The IMD2 med dispenser does both the emergency pendant *and* the pill reminders, and holds up to a two-month supply of meds, for about the price of a 36" LCD TV, and it's dead-sexy reliable.
Eldertechnology/Gerontechnology works when the interface is elegant, the error recovery flawless and the experience consistent. My demented 85 year old F-I-L uses the IMD2 quite successfully, and it takes about 20 minutes a week to get the doses right. There's no problem with him needing someone to fetch the pills; a nice lady with a broad midwestern accent says 'Time for your medication; press the red button to dispense" three times a day, repeating the incantation for up to 90 minutes if needed, and the pills come out and he takes 'em. It's that easy. If he doesn't take them for some reason, it locks away the dose and calls us, and keeps calling until it gets a human response.

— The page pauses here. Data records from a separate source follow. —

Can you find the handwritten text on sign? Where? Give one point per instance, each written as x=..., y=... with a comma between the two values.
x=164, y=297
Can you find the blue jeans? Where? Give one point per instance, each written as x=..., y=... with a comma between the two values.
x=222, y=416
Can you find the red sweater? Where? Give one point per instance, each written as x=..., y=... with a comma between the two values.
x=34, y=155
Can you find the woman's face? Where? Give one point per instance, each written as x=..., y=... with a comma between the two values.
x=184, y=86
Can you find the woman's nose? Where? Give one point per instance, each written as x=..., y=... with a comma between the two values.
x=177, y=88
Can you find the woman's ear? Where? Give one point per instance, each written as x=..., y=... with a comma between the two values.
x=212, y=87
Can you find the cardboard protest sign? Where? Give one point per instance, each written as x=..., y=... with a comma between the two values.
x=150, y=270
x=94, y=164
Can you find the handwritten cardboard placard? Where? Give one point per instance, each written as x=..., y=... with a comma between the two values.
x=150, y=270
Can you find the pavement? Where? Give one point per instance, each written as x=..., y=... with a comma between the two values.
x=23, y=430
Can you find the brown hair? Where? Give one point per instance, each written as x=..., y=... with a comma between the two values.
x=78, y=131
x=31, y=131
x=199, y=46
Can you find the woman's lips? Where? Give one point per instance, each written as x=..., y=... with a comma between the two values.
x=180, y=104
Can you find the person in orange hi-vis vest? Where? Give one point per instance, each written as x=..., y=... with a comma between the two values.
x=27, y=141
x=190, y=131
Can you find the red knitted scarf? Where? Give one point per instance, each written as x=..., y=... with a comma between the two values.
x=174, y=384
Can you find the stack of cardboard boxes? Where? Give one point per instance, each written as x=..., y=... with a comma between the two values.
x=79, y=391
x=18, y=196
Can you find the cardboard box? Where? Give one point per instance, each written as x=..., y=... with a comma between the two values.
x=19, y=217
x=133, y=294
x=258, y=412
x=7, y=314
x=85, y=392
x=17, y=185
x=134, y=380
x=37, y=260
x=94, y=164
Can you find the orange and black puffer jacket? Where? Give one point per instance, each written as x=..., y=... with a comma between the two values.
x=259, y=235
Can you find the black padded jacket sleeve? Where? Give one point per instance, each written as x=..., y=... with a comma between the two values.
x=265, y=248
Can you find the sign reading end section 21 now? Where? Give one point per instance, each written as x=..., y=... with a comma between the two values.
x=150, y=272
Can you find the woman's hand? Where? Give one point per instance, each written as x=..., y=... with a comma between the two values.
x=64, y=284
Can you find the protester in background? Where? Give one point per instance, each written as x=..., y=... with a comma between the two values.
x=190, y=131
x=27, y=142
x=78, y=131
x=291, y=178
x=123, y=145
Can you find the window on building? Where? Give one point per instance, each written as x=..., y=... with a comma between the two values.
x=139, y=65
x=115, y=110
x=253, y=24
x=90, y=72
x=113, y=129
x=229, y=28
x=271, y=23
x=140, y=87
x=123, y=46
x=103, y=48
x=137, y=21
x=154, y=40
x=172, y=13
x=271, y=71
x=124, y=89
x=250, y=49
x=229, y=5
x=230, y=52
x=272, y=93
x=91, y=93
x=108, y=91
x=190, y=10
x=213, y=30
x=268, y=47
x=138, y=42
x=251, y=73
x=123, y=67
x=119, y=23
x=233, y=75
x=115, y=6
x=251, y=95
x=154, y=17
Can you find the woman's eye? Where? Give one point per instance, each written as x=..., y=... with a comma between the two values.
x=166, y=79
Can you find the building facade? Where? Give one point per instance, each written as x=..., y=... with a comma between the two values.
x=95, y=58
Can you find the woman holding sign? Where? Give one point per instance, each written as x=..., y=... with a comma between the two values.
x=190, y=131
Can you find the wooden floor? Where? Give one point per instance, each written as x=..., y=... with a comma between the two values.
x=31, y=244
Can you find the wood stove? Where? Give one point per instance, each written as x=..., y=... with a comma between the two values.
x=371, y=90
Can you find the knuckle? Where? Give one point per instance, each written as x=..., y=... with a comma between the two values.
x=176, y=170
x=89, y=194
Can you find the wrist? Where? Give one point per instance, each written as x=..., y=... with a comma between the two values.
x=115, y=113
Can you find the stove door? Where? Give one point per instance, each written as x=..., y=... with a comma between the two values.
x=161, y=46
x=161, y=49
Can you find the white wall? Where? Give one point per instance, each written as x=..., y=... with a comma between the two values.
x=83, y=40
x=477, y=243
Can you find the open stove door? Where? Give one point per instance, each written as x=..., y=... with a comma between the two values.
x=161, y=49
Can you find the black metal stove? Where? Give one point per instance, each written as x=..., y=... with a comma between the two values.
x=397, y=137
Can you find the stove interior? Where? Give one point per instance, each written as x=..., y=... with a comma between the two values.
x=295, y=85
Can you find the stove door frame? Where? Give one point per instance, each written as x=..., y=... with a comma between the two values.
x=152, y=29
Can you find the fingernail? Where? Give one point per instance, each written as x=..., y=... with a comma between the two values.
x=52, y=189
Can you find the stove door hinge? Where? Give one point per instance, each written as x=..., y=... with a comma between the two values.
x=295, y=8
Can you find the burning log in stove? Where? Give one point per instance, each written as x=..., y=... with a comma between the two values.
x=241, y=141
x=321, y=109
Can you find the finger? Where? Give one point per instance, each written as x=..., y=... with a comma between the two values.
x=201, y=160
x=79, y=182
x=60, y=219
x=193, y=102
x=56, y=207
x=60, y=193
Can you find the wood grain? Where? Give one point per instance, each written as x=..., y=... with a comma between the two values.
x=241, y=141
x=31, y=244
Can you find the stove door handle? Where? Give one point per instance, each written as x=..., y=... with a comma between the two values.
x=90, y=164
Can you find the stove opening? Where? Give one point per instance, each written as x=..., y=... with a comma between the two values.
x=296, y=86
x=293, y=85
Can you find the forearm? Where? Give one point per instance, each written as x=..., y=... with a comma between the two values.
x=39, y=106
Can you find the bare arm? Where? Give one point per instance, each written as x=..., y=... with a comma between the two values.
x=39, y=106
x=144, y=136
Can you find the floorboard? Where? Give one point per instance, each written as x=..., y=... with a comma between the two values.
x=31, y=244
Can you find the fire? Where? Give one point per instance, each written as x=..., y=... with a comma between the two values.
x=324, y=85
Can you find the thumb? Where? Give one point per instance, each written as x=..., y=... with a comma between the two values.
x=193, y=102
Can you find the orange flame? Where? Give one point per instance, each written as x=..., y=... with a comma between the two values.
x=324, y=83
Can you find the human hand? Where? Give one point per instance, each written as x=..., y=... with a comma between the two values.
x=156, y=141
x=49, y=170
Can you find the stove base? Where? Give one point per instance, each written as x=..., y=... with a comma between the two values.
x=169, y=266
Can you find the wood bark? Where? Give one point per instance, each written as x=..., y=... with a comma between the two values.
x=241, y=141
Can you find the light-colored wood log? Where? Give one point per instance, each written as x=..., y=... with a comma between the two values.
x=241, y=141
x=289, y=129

8 agents doesn't cover the vast majority of the Really Old's med regimens, either. Figure that it doesn't take much wrong with you to get up to 15 agents. Typical aging (Type II diabetes, heart problems, aches and pains) would be a dozen, easily. REALLY complicated (heart failure, cognitive problems, nutrtition deficits) can push that to 25+ different things per day, and the cognitive load of a regimen like that is what leads people into assisted living. If this device was $2500, that's cheaper than a single month in assisted living. If it can keep people in their home for nine months longer (a realistic goal, given that 55% of people in assisted living facilities are there for med management), that's a great ROI, and it's likely that many people could stay out of ALFs for several years with something like this.
E
Both The IMD2 and the Comp-u-med require the user or caregiver to sort the meds individually for every single does time. If there are 3 doses a day and the machine is good for 1 month they will need to literally count out all the pills for each of the 90 doses and put them into special cups for the machine to give back to the user later. This is very time consuming and prone to error. the Dispense-A-Pill takes care of all the sorting for you.
What would be nice is if someone designed a system like this and worked with a pharmacy company to use pill 'cartridges' of some sort rather than the vials, so that only the pill dispenser could be used to actually get at the pills, so that someone couldn't use overdose before even putting the pills into the machine.
Dude, when I had my intro. to engineering design class back in 2001, this is exactly the type of thing we designed and built a prototype of. It wasn't nearly as fancy looking, but we made a system to dispense four types of pills (hey, just a prototype,) and was controlled by a laptop hooked up through a parallel port.
The hardest part was making it so that any size/shape of pill could be used and not jam the machine with a big one, or accidentally give a doulbe/triple dose of smaller ones.
Nice idea, but it doesn't support enough pills. My father currently takes 14 different medications a day.
This is great; AIDS medication and people taking numerous anti-depressants immediately come to mind as being able to get the most benefit out of this. Good job to the manufacturers.